Uma das primeiras notícias que se têm da Aliança Nacional Libertadora é de 17 de janeiro de 1935, quando a organização foi citada por Gilberto Gabeira, num discurso na Câmara dos Deputados.

Dessa forma, não nascia mais um partido político, mas um amplo movimento popular, cujo objetivo inicial era emancipar o Brasil da dominação imperialista e impedir a decretação da “Lei Monstro”, que naquele momento, tramitava no Congresso.

As articulações para o surgimento da Aliança Nacional Libertadora haviam iniciado antes do seu aparecimento oficial. Em meados de 1934, começara a estruturar-se o movimento do qual se originará a Aliança.

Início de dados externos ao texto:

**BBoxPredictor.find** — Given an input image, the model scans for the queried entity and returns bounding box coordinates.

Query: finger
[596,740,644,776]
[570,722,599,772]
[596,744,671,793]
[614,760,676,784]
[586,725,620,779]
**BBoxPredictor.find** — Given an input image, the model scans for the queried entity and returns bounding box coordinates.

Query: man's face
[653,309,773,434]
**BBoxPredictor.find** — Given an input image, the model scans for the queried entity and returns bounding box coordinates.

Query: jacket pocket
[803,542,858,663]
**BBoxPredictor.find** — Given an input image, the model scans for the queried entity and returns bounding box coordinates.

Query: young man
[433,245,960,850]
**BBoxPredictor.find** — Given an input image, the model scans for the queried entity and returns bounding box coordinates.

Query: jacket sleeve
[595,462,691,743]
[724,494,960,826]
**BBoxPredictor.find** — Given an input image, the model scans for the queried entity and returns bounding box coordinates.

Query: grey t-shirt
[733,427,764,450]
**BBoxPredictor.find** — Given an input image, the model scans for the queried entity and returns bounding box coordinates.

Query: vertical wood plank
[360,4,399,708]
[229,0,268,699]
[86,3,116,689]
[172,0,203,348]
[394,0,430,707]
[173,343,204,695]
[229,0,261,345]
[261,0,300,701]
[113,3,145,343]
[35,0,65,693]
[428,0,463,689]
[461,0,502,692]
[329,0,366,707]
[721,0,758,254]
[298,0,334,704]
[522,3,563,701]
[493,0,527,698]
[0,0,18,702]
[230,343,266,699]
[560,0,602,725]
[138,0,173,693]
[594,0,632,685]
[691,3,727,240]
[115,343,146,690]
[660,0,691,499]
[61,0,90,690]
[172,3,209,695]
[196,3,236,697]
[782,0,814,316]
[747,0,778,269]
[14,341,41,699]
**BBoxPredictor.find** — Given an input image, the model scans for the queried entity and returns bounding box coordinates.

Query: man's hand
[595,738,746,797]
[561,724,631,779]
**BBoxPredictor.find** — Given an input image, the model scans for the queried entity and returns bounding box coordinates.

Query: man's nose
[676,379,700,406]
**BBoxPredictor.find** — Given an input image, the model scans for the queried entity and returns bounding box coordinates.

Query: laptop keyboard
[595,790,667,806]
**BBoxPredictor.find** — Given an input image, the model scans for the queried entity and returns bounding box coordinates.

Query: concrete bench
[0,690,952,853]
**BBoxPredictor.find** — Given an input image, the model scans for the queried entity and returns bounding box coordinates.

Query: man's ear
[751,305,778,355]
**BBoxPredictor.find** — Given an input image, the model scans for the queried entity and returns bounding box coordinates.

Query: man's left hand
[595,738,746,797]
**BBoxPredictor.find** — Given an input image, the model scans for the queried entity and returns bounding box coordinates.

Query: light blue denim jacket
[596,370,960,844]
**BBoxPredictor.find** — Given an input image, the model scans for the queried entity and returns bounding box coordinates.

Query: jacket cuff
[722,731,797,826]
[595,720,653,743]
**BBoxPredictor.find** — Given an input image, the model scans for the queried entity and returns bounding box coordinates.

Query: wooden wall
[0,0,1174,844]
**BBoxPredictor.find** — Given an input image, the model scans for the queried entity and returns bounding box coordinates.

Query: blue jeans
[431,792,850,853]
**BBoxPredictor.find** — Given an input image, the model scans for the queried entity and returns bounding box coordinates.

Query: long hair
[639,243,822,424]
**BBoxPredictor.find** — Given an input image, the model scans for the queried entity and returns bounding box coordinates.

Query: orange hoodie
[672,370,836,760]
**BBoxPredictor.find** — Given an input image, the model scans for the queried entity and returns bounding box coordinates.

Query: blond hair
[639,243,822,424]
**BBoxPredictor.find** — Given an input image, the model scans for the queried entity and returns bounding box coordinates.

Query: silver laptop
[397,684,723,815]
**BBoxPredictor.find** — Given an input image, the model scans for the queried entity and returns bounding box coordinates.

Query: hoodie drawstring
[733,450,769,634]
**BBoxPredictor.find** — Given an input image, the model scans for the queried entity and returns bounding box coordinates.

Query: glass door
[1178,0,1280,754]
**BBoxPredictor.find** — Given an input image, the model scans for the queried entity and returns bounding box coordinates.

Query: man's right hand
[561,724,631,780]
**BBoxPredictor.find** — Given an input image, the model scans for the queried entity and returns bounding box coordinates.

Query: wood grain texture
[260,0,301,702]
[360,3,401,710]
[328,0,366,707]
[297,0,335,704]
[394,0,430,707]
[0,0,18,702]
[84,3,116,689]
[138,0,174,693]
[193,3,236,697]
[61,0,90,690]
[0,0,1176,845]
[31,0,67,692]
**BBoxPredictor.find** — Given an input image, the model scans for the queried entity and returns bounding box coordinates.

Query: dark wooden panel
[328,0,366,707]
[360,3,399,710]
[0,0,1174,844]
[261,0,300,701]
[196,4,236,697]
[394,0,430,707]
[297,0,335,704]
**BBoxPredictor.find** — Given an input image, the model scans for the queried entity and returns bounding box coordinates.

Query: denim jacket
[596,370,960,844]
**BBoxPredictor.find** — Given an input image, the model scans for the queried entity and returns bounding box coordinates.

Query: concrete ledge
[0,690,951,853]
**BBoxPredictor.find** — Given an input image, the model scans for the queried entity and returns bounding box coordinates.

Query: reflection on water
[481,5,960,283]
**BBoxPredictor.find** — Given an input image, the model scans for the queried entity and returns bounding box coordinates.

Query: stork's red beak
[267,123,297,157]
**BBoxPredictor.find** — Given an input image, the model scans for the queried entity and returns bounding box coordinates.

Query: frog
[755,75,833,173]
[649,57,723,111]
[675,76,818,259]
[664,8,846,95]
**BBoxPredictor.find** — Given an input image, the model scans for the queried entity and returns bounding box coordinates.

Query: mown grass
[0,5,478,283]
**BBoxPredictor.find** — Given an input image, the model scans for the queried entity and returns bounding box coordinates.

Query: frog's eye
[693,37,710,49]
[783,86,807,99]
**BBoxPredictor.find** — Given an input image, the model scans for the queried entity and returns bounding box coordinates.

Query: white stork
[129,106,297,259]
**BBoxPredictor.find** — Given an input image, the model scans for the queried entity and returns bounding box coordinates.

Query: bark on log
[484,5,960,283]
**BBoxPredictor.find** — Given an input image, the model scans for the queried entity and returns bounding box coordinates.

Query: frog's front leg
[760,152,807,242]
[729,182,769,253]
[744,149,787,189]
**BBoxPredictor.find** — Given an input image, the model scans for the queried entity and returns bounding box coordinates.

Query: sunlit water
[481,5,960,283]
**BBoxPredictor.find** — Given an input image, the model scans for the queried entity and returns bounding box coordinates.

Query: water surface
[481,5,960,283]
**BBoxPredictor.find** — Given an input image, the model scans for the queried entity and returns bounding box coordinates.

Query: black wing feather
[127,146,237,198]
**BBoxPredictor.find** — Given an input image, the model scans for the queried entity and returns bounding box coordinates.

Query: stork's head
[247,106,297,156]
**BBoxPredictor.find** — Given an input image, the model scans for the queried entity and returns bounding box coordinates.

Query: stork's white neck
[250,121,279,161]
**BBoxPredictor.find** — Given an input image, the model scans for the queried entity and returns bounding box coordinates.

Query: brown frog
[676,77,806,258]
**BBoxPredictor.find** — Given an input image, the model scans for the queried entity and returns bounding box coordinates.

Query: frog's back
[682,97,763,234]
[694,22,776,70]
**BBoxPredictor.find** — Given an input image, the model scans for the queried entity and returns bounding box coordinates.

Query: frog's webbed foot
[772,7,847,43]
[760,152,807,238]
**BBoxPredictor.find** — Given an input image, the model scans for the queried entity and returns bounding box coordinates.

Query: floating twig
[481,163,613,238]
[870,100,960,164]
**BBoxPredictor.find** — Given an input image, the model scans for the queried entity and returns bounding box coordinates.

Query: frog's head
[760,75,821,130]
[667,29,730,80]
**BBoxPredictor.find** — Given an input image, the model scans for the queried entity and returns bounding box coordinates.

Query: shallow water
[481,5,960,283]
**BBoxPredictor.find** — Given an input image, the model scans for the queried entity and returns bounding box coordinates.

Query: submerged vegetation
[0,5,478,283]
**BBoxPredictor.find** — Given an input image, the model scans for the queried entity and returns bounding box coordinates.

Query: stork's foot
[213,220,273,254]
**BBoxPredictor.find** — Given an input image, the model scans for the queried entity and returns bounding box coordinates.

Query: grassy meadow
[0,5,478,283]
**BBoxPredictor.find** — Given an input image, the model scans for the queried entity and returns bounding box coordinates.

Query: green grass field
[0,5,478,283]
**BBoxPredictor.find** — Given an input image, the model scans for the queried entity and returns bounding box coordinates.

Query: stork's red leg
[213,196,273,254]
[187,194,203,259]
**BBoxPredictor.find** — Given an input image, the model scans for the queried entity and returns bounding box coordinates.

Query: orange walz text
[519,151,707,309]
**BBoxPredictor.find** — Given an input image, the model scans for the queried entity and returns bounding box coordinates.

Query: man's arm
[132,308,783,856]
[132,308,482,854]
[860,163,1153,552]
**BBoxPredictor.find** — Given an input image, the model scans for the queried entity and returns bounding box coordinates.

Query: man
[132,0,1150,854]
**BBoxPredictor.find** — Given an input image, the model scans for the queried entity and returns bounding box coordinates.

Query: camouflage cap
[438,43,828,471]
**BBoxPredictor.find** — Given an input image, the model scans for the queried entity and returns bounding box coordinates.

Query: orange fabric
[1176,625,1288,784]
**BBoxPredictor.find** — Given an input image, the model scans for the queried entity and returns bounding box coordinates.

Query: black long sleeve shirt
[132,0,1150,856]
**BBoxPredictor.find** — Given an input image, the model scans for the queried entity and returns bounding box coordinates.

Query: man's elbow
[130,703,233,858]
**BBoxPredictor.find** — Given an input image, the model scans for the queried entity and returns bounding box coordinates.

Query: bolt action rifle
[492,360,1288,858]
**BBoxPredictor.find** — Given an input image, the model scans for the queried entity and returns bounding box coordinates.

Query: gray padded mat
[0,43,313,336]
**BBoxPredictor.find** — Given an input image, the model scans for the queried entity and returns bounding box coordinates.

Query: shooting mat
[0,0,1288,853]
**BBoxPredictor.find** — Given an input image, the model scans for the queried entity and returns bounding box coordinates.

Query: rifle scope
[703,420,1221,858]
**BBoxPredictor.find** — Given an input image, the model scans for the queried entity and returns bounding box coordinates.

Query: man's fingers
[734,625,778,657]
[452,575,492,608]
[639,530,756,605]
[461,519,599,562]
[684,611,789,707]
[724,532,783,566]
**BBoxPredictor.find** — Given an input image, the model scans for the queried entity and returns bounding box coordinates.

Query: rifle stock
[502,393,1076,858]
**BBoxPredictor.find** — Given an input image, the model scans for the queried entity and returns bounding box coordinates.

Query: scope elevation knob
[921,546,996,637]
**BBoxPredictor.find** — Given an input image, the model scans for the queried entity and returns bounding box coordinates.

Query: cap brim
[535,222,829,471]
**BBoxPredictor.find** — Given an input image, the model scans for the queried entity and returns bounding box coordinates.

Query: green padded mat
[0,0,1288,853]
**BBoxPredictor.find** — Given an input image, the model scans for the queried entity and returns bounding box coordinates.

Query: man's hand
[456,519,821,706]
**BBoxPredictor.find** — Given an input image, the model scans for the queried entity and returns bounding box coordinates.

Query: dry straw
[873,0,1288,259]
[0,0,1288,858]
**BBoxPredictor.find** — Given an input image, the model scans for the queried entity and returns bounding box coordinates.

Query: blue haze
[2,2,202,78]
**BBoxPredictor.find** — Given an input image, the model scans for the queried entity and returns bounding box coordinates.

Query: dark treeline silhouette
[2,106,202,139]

Assim, o movimento expressava o anseio de mudança da população devido à incapacidade do Governo Getúlio Vargas em resolver os problemas mais candentes do povo brasileiro, após o Governo Provisório e a reconstitucionalização do País.

No Brasil, foi a Aliança Nacional Libertadora, a forma encontrada para aglutinar os setores que se opunham ao avanço do fascismo em nível mundial. Aos poucos, a ANL foi concentrando as mais variadas personalidades progressistas descontentes com o rumo que tomara o Governo Vargas. No entanto, apesar da luta contra o fascismo ou da luta pela paz serem componentes fundamentais para o surgimento da Aliança, é difícil aceitar a tese do surgimento quase espontâneo. Na verdade, seu aparecimento tornou-se uma necessidade política, diante da falta de uma frente popular que congregasse os mais amplos setores antifascistas e antiimperialistas da sociedade brasileira daqueles momentos.

Pode-se afirmar, também, que a Aliança Nacional Libertadora é decorrente das decisões do I Congresso Nacional Contra a Guerra Imperialista, a Revolução e o Fascismo, ocorrido em 23 de agosto de 1934, de onde se articularia o Comitê Jurídico Popular de Investigação para averiguar a forte reação tanto do governo, como dos integralistas. Do Comitê, lançado em 22 de setembro, nascerá o núcleo da ANL, também influenciado pelas frentes amplas contra o fascismo surgidos na Europa, principalmente na França, na conjuntura em que a III Internacional Comunista, após a ascensão de Hitler ao poder, em 1933, mudava sua tática política.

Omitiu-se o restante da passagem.